Anyway, I calculated all of my finances earlier this evening and I have all of the money I *need* to survive past Jan 15th currently in my accounts, which I must admit that I was a bit worried about, but I'm sure all of my friends will be relieved to know I am not complaining money anymore. I don't mean to complain, it's just forefront on my mind, and I find myself coming back to it at all times. Of course, I would not mind getting more funds in, but at least I am not laying in bed at night wondering if I'm going to be able to buy groceries.

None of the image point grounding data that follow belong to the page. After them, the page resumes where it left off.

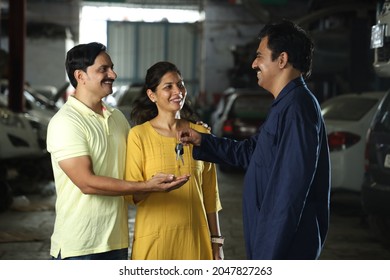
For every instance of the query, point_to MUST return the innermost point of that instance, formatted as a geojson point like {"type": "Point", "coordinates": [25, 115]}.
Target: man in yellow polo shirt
{"type": "Point", "coordinates": [87, 142]}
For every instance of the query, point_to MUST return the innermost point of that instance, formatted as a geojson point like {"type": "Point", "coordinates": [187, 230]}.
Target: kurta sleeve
{"type": "Point", "coordinates": [134, 160]}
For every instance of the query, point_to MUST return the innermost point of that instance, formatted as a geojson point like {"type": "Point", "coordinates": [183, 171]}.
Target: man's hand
{"type": "Point", "coordinates": [165, 182]}
{"type": "Point", "coordinates": [205, 125]}
{"type": "Point", "coordinates": [189, 136]}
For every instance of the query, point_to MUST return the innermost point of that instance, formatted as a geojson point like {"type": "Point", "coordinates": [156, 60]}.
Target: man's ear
{"type": "Point", "coordinates": [79, 76]}
{"type": "Point", "coordinates": [283, 59]}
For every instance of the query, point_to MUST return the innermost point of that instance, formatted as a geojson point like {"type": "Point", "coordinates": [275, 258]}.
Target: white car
{"type": "Point", "coordinates": [347, 119]}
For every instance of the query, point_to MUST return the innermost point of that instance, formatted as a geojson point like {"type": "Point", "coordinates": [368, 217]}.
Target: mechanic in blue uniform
{"type": "Point", "coordinates": [287, 182]}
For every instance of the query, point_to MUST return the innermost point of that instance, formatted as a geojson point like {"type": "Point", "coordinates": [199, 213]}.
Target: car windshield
{"type": "Point", "coordinates": [347, 109]}
{"type": "Point", "coordinates": [251, 107]}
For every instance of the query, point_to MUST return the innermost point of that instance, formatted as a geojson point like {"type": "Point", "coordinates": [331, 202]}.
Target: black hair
{"type": "Point", "coordinates": [288, 37]}
{"type": "Point", "coordinates": [143, 108]}
{"type": "Point", "coordinates": [81, 57]}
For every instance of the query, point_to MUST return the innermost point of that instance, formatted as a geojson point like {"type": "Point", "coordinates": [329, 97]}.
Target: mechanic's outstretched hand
{"type": "Point", "coordinates": [165, 182]}
{"type": "Point", "coordinates": [189, 136]}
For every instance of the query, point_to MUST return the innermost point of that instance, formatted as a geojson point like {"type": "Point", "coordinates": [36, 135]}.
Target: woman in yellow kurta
{"type": "Point", "coordinates": [179, 224]}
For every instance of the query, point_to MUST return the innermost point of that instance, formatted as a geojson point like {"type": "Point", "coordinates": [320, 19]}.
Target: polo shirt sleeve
{"type": "Point", "coordinates": [66, 138]}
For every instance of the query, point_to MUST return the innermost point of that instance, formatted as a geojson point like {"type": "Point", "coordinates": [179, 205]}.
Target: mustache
{"type": "Point", "coordinates": [108, 80]}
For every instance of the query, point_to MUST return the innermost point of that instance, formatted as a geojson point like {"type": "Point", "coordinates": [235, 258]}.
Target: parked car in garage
{"type": "Point", "coordinates": [19, 148]}
{"type": "Point", "coordinates": [376, 183]}
{"type": "Point", "coordinates": [239, 114]}
{"type": "Point", "coordinates": [123, 98]}
{"type": "Point", "coordinates": [38, 107]}
{"type": "Point", "coordinates": [347, 119]}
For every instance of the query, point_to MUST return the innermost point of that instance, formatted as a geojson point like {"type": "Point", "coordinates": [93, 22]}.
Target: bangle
{"type": "Point", "coordinates": [218, 239]}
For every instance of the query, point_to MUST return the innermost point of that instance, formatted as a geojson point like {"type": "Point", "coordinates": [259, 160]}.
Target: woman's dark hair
{"type": "Point", "coordinates": [288, 37]}
{"type": "Point", "coordinates": [81, 57]}
{"type": "Point", "coordinates": [144, 109]}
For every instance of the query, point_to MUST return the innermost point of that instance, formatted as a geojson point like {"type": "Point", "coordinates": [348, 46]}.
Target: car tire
{"type": "Point", "coordinates": [380, 227]}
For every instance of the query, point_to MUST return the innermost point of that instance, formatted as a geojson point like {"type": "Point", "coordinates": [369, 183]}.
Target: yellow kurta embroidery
{"type": "Point", "coordinates": [171, 225]}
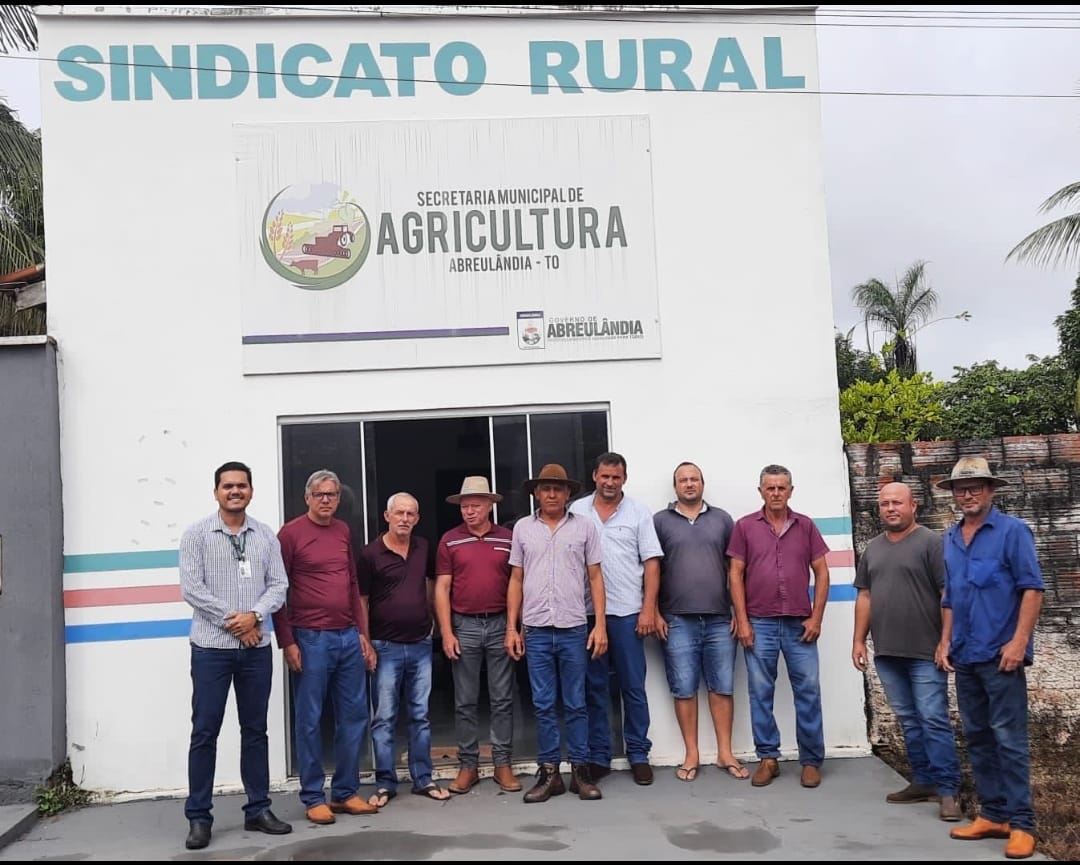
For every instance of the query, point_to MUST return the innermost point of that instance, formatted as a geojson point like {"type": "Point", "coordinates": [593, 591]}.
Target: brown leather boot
{"type": "Point", "coordinates": [581, 782]}
{"type": "Point", "coordinates": [507, 780]}
{"type": "Point", "coordinates": [468, 778]}
{"type": "Point", "coordinates": [549, 783]}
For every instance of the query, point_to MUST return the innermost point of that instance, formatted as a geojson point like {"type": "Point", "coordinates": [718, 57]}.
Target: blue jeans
{"type": "Point", "coordinates": [557, 660]}
{"type": "Point", "coordinates": [213, 671]}
{"type": "Point", "coordinates": [626, 654]}
{"type": "Point", "coordinates": [994, 710]}
{"type": "Point", "coordinates": [772, 636]}
{"type": "Point", "coordinates": [404, 668]}
{"type": "Point", "coordinates": [918, 693]}
{"type": "Point", "coordinates": [700, 647]}
{"type": "Point", "coordinates": [332, 663]}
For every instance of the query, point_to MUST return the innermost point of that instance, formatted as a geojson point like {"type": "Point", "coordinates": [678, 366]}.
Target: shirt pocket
{"type": "Point", "coordinates": [983, 572]}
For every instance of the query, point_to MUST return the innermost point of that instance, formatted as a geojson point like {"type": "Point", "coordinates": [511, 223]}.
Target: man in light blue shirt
{"type": "Point", "coordinates": [630, 559]}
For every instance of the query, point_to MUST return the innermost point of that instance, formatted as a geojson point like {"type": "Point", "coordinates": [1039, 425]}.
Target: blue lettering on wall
{"type": "Point", "coordinates": [308, 70]}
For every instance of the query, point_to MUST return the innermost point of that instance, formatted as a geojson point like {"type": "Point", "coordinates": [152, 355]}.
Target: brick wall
{"type": "Point", "coordinates": [1043, 474]}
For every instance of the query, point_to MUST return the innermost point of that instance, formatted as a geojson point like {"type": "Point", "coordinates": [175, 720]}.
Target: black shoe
{"type": "Point", "coordinates": [268, 823]}
{"type": "Point", "coordinates": [198, 835]}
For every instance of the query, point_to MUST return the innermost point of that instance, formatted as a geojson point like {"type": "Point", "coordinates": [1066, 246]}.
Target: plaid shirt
{"type": "Point", "coordinates": [212, 584]}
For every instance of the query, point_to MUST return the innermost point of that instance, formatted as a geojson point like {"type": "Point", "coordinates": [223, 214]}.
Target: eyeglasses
{"type": "Point", "coordinates": [975, 490]}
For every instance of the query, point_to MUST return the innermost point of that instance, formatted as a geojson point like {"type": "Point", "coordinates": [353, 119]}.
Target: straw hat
{"type": "Point", "coordinates": [552, 473]}
{"type": "Point", "coordinates": [972, 469]}
{"type": "Point", "coordinates": [474, 485]}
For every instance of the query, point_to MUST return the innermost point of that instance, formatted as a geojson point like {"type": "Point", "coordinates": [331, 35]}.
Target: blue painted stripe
{"type": "Point", "coordinates": [834, 525]}
{"type": "Point", "coordinates": [113, 632]}
{"type": "Point", "coordinates": [144, 559]}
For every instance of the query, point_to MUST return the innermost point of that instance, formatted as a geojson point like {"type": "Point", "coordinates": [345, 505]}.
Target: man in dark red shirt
{"type": "Point", "coordinates": [321, 630]}
{"type": "Point", "coordinates": [394, 579]}
{"type": "Point", "coordinates": [472, 568]}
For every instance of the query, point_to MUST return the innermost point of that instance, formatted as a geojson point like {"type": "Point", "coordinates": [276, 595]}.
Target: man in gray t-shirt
{"type": "Point", "coordinates": [696, 617]}
{"type": "Point", "coordinates": [903, 568]}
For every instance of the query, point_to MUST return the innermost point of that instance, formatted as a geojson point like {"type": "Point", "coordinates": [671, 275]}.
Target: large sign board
{"type": "Point", "coordinates": [383, 245]}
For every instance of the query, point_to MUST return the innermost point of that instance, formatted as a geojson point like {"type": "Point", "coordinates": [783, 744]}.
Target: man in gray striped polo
{"type": "Point", "coordinates": [232, 576]}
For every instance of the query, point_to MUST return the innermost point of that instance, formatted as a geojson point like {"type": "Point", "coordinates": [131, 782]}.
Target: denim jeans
{"type": "Point", "coordinates": [557, 659]}
{"type": "Point", "coordinates": [404, 670]}
{"type": "Point", "coordinates": [626, 654]}
{"type": "Point", "coordinates": [482, 638]}
{"type": "Point", "coordinates": [213, 671]}
{"type": "Point", "coordinates": [994, 710]}
{"type": "Point", "coordinates": [332, 663]}
{"type": "Point", "coordinates": [918, 692]}
{"type": "Point", "coordinates": [772, 636]}
{"type": "Point", "coordinates": [700, 647]}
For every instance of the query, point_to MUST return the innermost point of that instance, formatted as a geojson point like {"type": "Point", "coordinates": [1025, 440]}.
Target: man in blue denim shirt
{"type": "Point", "coordinates": [993, 596]}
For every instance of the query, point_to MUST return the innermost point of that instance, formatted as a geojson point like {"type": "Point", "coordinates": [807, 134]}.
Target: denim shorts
{"type": "Point", "coordinates": [700, 647]}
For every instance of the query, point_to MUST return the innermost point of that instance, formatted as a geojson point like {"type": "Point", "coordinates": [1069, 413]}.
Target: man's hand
{"type": "Point", "coordinates": [514, 644]}
{"type": "Point", "coordinates": [597, 639]}
{"type": "Point", "coordinates": [859, 656]}
{"type": "Point", "coordinates": [238, 623]}
{"type": "Point", "coordinates": [370, 657]}
{"type": "Point", "coordinates": [811, 630]}
{"type": "Point", "coordinates": [450, 646]}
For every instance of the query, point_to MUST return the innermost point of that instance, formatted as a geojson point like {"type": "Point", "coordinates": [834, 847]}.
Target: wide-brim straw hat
{"type": "Point", "coordinates": [552, 473]}
{"type": "Point", "coordinates": [474, 485]}
{"type": "Point", "coordinates": [972, 469]}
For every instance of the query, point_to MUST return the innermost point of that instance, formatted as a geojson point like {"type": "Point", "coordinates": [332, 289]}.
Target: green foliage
{"type": "Point", "coordinates": [985, 401]}
{"type": "Point", "coordinates": [893, 409]}
{"type": "Point", "coordinates": [853, 364]}
{"type": "Point", "coordinates": [59, 793]}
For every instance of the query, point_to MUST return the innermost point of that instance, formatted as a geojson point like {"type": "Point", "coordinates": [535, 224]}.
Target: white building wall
{"type": "Point", "coordinates": [146, 310]}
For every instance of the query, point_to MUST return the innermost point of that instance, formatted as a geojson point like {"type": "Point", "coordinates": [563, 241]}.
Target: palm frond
{"type": "Point", "coordinates": [18, 29]}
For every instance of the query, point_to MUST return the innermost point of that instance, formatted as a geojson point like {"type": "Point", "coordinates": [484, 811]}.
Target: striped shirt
{"type": "Point", "coordinates": [628, 539]}
{"type": "Point", "coordinates": [554, 568]}
{"type": "Point", "coordinates": [212, 583]}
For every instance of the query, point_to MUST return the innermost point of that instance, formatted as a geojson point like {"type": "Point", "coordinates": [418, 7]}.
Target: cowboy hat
{"type": "Point", "coordinates": [474, 485]}
{"type": "Point", "coordinates": [972, 469]}
{"type": "Point", "coordinates": [552, 473]}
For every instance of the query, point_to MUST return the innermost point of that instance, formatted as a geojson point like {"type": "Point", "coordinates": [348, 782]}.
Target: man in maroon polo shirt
{"type": "Point", "coordinates": [772, 552]}
{"type": "Point", "coordinates": [472, 568]}
{"type": "Point", "coordinates": [321, 632]}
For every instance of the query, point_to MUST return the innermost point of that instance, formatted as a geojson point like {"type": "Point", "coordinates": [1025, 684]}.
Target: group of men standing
{"type": "Point", "coordinates": [577, 586]}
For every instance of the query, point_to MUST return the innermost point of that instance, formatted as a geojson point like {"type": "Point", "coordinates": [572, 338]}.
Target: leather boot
{"type": "Point", "coordinates": [549, 783]}
{"type": "Point", "coordinates": [581, 782]}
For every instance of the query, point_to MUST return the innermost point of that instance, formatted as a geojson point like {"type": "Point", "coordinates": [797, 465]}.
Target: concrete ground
{"type": "Point", "coordinates": [714, 818]}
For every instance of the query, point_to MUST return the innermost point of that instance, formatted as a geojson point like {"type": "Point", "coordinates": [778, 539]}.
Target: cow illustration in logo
{"type": "Point", "coordinates": [530, 329]}
{"type": "Point", "coordinates": [314, 235]}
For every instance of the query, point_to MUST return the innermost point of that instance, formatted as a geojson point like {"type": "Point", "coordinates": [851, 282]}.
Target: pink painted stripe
{"type": "Point", "coordinates": [840, 558]}
{"type": "Point", "coordinates": [120, 597]}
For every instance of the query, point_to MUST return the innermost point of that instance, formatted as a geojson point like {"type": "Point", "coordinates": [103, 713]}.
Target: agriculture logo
{"type": "Point", "coordinates": [315, 235]}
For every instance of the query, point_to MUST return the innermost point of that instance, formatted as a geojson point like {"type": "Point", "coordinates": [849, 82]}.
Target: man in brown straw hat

I love working for myself, but it is not entirely glamorous, especially because I wasn't exactly *ready* to step out on my own, but I really had no choice. But, I've got new prospects for January and now a part time job so I'm hoping it will a bit more like smooth sailing! I still feel incredibly blessed for having the flexibility and opportunity that I have to start building a business -- I could really see myself doing this long term, expect hopefully in the future I'll be able to make more money and work a little less in order to care for children and keep a household. One problem that I am experiencing though, is that it is very easy for me to hardly ever leave the house, or really, to just get up and walk around, so I've gained some weight... on top of what I already weigh and well, it's just not good. I have adapted a better eating and exercise regimen, however the past few days have been very weird.
Well, It's not that I haven't had time to exercise, it's just a time management issue and that things have been a little rocky. It's a lot easier to start something when you have a schedule that's pretty much the same, I just haven't been able to work something like that out. Right now it's tough because John and I are relying on his brother to take us over to work, and he has this bad habit of not being very punctual. So, while I could be exercising, I don't, because I don't want to get 10 minutes into it and then he shows up. You know he's going to be late, but you don't know how late... it makes it hard to start something so you end up just wasting time. Like the past two days I've gotten up at around 9am, but haven't actually started working until after 12:30pm, today we didn't start till 1:40! In case anyone was wondering, the water intake on my volkswagen jetta broke. The dang thing is plastic and totally... broke. We ordered a new part online because we couldn't find it actually IN a shop, so we just have to wait for it to be delivered and then John can put it back in (since he's awesome like that).
This probably wasn't very entertaining, but at least everyone knows what I've been up to!